America has spoken, and one of the newest monuments in the nation’s capital has been voted its most popular. After a hard-fought final round, the National Fire Dog Monument took home top honors in the Washington Post’s “Monument Madness” tournament, besting some of the most worthy and famous contenders, including the Washington Monument, the Lincoln Memorial, and other longtime favorites by popular vote. The monument, co-sponsored by State Farm Insurance and American Humane Association, the country’s first national humane organization, honors the work that accelerant detection canine teams (commonly known as arson dogs and their handlers) do to investigate suspicious fires in homes and businesses around the country.
The challenge followed a bracket format with 16 monuments around the Washington, D.C. area filling out the field. A seven-seed, the National Fire Dog Monument faced tough competition in each round before making its Cinderella run to the finals.
The National Fire Dog Monument is a life-size bronze sculpture depicting an arson dog handler gazing down at his dog after a job well done. Austin Weishel, the monument’s sculptor and a firefighter himself, wanted to capture the powerful link between people, animals, and the world we share. His work captures the connection between arson dogs and their handlers, who rely on one another to do their heroic work. The monument was unveiled in D.C. late in 2013 after an eight city cross country tour.
“The National Fire Dog Monument is unique in that it honors the roles of both human and animal heroes who work to create a better world, protect our families and our communities, and save lives,” said Dr.
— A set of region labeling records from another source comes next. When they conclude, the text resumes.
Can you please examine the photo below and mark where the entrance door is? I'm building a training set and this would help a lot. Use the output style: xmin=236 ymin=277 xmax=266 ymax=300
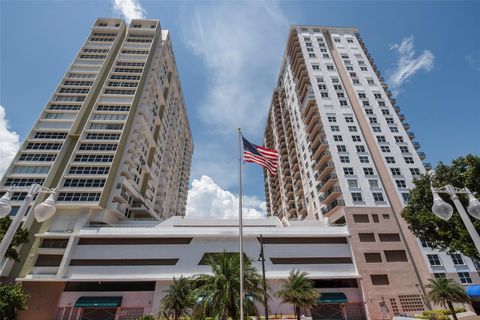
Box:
xmin=80 ymin=308 xmax=117 ymax=320
xmin=312 ymin=303 xmax=343 ymax=320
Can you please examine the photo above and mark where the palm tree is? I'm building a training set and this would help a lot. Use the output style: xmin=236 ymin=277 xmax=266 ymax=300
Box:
xmin=194 ymin=252 xmax=264 ymax=319
xmin=277 ymin=270 xmax=319 ymax=320
xmin=426 ymin=277 xmax=470 ymax=320
xmin=161 ymin=277 xmax=195 ymax=320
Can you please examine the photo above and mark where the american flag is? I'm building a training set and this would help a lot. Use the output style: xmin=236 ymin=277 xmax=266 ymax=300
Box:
xmin=242 ymin=137 xmax=278 ymax=175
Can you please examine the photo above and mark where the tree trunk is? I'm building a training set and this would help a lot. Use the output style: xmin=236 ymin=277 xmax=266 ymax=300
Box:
xmin=447 ymin=301 xmax=458 ymax=320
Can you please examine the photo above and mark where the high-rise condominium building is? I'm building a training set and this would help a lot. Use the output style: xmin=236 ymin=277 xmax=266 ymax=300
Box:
xmin=264 ymin=26 xmax=478 ymax=319
xmin=0 ymin=19 xmax=193 ymax=277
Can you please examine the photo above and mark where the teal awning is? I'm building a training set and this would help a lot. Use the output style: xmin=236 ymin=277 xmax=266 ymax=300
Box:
xmin=75 ymin=297 xmax=122 ymax=308
xmin=317 ymin=292 xmax=348 ymax=303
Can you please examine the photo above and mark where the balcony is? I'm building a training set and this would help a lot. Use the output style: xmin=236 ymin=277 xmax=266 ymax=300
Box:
xmin=317 ymin=161 xmax=335 ymax=181
xmin=320 ymin=187 xmax=342 ymax=205
xmin=322 ymin=200 xmax=345 ymax=216
xmin=313 ymin=151 xmax=332 ymax=172
xmin=318 ymin=173 xmax=338 ymax=192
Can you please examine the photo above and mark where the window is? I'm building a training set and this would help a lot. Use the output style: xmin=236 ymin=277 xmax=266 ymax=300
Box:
xmin=358 ymin=156 xmax=370 ymax=163
xmin=458 ymin=272 xmax=472 ymax=283
xmin=352 ymin=192 xmax=363 ymax=202
xmin=355 ymin=146 xmax=366 ymax=153
xmin=18 ymin=153 xmax=57 ymax=162
xmin=403 ymin=157 xmax=415 ymax=164
xmin=58 ymin=192 xmax=100 ymax=201
xmin=368 ymin=179 xmax=379 ymax=188
xmin=410 ymin=168 xmax=420 ymax=176
xmin=330 ymin=126 xmax=340 ymax=132
xmin=363 ymin=168 xmax=375 ymax=176
xmin=400 ymin=146 xmax=408 ymax=153
xmin=372 ymin=192 xmax=385 ymax=202
xmin=450 ymin=253 xmax=465 ymax=266
xmin=340 ymin=156 xmax=350 ymax=163
xmin=385 ymin=157 xmax=395 ymax=163
xmin=380 ymin=146 xmax=390 ymax=153
xmin=390 ymin=168 xmax=402 ymax=176
xmin=63 ymin=179 xmax=105 ymax=188
xmin=347 ymin=179 xmax=358 ymax=189
xmin=377 ymin=136 xmax=387 ymax=142
xmin=427 ymin=254 xmax=442 ymax=266
xmin=364 ymin=252 xmax=382 ymax=263
xmin=12 ymin=166 xmax=50 ymax=174
xmin=395 ymin=180 xmax=407 ymax=188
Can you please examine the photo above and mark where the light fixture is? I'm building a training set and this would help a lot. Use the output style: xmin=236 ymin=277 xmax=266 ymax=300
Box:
xmin=34 ymin=193 xmax=57 ymax=222
xmin=0 ymin=190 xmax=12 ymax=218
xmin=432 ymin=188 xmax=453 ymax=221
xmin=467 ymin=189 xmax=480 ymax=219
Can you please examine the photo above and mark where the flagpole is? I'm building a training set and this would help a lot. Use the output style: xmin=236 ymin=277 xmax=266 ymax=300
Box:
xmin=238 ymin=128 xmax=244 ymax=320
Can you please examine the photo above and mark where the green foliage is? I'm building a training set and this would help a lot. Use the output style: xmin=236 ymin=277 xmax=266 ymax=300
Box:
xmin=0 ymin=284 xmax=28 ymax=320
xmin=402 ymin=155 xmax=480 ymax=259
xmin=160 ymin=277 xmax=195 ymax=320
xmin=425 ymin=278 xmax=470 ymax=319
xmin=194 ymin=253 xmax=264 ymax=319
xmin=277 ymin=270 xmax=319 ymax=319
xmin=0 ymin=216 xmax=28 ymax=262
xmin=415 ymin=308 xmax=466 ymax=320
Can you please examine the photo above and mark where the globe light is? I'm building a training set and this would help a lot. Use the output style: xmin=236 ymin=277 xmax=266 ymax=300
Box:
xmin=0 ymin=190 xmax=12 ymax=218
xmin=432 ymin=189 xmax=453 ymax=221
xmin=467 ymin=190 xmax=480 ymax=219
xmin=34 ymin=193 xmax=57 ymax=222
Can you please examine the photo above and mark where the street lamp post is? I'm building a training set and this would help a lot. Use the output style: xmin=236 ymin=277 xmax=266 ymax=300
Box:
xmin=258 ymin=235 xmax=268 ymax=320
xmin=431 ymin=184 xmax=480 ymax=254
xmin=0 ymin=184 xmax=56 ymax=262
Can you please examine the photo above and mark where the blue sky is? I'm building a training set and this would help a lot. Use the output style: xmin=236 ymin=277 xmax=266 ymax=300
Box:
xmin=0 ymin=0 xmax=480 ymax=218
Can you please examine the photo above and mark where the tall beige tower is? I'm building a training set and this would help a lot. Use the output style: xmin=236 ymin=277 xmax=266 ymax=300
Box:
xmin=0 ymin=19 xmax=193 ymax=310
xmin=265 ymin=26 xmax=430 ymax=319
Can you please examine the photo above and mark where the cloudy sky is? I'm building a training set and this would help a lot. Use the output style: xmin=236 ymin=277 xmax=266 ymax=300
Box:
xmin=0 ymin=0 xmax=480 ymax=217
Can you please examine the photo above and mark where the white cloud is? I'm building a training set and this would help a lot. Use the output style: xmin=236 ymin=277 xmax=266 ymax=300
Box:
xmin=183 ymin=2 xmax=289 ymax=133
xmin=389 ymin=35 xmax=435 ymax=94
xmin=0 ymin=106 xmax=20 ymax=177
xmin=112 ymin=0 xmax=145 ymax=23
xmin=186 ymin=175 xmax=266 ymax=219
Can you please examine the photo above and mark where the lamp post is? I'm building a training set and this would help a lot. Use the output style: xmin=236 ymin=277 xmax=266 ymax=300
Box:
xmin=431 ymin=184 xmax=480 ymax=254
xmin=258 ymin=235 xmax=268 ymax=320
xmin=0 ymin=184 xmax=57 ymax=262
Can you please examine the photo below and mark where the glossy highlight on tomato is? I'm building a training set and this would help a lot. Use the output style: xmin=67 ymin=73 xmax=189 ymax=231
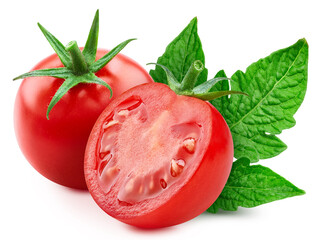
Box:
xmin=84 ymin=83 xmax=233 ymax=228
xmin=14 ymin=49 xmax=153 ymax=189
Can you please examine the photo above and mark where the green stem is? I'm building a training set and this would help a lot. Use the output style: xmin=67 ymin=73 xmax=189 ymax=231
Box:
xmin=65 ymin=41 xmax=88 ymax=75
xmin=180 ymin=60 xmax=204 ymax=91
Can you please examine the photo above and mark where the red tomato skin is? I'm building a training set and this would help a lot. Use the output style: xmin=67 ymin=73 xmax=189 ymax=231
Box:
xmin=85 ymin=83 xmax=234 ymax=228
xmin=14 ymin=49 xmax=153 ymax=189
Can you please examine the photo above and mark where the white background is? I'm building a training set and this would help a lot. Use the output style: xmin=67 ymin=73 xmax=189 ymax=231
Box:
xmin=0 ymin=0 xmax=318 ymax=240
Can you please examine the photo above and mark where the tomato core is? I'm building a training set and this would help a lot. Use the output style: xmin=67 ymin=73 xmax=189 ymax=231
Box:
xmin=96 ymin=96 xmax=201 ymax=204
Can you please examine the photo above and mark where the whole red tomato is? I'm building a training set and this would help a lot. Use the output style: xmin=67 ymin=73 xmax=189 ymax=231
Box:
xmin=14 ymin=50 xmax=152 ymax=189
xmin=84 ymin=83 xmax=233 ymax=228
xmin=14 ymin=10 xmax=153 ymax=189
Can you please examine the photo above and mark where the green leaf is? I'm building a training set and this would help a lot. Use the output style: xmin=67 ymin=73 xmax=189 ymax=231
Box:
xmin=83 ymin=10 xmax=99 ymax=66
xmin=89 ymin=38 xmax=136 ymax=72
xmin=150 ymin=18 xmax=208 ymax=85
xmin=13 ymin=68 xmax=72 ymax=80
xmin=147 ymin=63 xmax=181 ymax=91
xmin=189 ymin=91 xmax=248 ymax=101
xmin=38 ymin=23 xmax=72 ymax=68
xmin=207 ymin=158 xmax=305 ymax=213
xmin=210 ymin=70 xmax=230 ymax=112
xmin=212 ymin=39 xmax=308 ymax=162
xmin=193 ymin=77 xmax=230 ymax=94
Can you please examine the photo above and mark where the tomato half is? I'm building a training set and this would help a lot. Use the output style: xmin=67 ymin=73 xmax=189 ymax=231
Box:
xmin=14 ymin=49 xmax=152 ymax=189
xmin=84 ymin=83 xmax=233 ymax=228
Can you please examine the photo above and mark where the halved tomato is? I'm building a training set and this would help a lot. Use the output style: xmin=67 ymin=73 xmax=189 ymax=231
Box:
xmin=84 ymin=83 xmax=233 ymax=228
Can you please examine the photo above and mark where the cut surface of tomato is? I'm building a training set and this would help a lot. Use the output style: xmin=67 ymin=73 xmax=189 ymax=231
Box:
xmin=84 ymin=83 xmax=233 ymax=228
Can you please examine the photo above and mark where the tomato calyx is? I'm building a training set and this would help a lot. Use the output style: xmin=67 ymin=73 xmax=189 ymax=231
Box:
xmin=13 ymin=10 xmax=135 ymax=119
xmin=149 ymin=60 xmax=248 ymax=101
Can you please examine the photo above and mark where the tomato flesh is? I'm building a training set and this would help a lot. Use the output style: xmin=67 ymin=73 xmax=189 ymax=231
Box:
xmin=14 ymin=49 xmax=153 ymax=189
xmin=84 ymin=83 xmax=233 ymax=228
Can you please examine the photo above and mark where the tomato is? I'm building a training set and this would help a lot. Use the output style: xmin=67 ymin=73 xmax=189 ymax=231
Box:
xmin=84 ymin=83 xmax=233 ymax=228
xmin=14 ymin=49 xmax=152 ymax=189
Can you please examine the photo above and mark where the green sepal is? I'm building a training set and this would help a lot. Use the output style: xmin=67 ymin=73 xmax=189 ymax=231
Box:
xmin=38 ymin=23 xmax=72 ymax=68
xmin=82 ymin=10 xmax=99 ymax=66
xmin=13 ymin=10 xmax=135 ymax=119
xmin=46 ymin=73 xmax=113 ymax=119
xmin=13 ymin=67 xmax=72 ymax=80
xmin=89 ymin=38 xmax=136 ymax=72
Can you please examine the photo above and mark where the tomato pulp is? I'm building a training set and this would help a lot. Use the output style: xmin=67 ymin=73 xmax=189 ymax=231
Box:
xmin=14 ymin=49 xmax=153 ymax=189
xmin=84 ymin=83 xmax=233 ymax=228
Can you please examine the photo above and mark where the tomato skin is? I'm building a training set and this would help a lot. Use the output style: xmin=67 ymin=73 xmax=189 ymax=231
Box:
xmin=14 ymin=49 xmax=153 ymax=189
xmin=84 ymin=83 xmax=233 ymax=228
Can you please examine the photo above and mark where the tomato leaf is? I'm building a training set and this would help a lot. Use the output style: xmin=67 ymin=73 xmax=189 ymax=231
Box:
xmin=207 ymin=158 xmax=305 ymax=213
xmin=83 ymin=10 xmax=99 ymax=66
xmin=149 ymin=18 xmax=208 ymax=85
xmin=211 ymin=39 xmax=308 ymax=162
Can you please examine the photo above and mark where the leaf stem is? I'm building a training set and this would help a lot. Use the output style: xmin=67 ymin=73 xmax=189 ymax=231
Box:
xmin=180 ymin=60 xmax=204 ymax=91
xmin=65 ymin=41 xmax=88 ymax=76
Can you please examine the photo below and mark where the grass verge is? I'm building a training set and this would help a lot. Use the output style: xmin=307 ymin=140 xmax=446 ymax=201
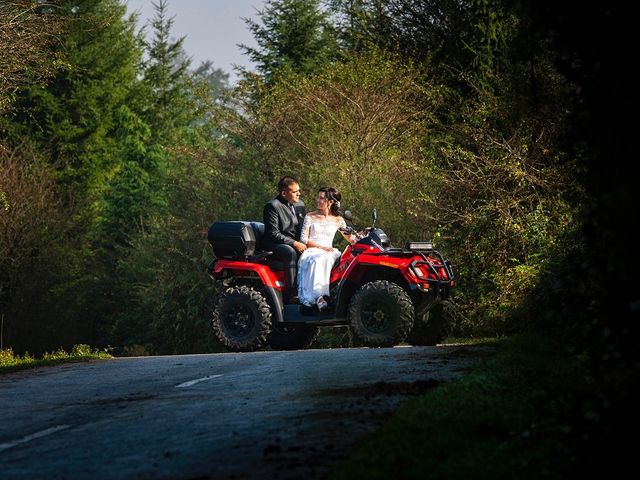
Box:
xmin=329 ymin=336 xmax=612 ymax=480
xmin=0 ymin=344 xmax=112 ymax=374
Robin Ganzert, American Humane Association President and CEO. “We are also humbled that this monument won the hearts of so many when we were in the same company with such iconic American symbols as the Washington Monument, the Lincoln Memorial, and Arlington National Cemetery’s National Seabee Memorial.”
The National Fire Dog Monument is on permanent display outside Engine Company 2 at 500 F Street Northwest in Washington, D.C., and is always available for public viewing.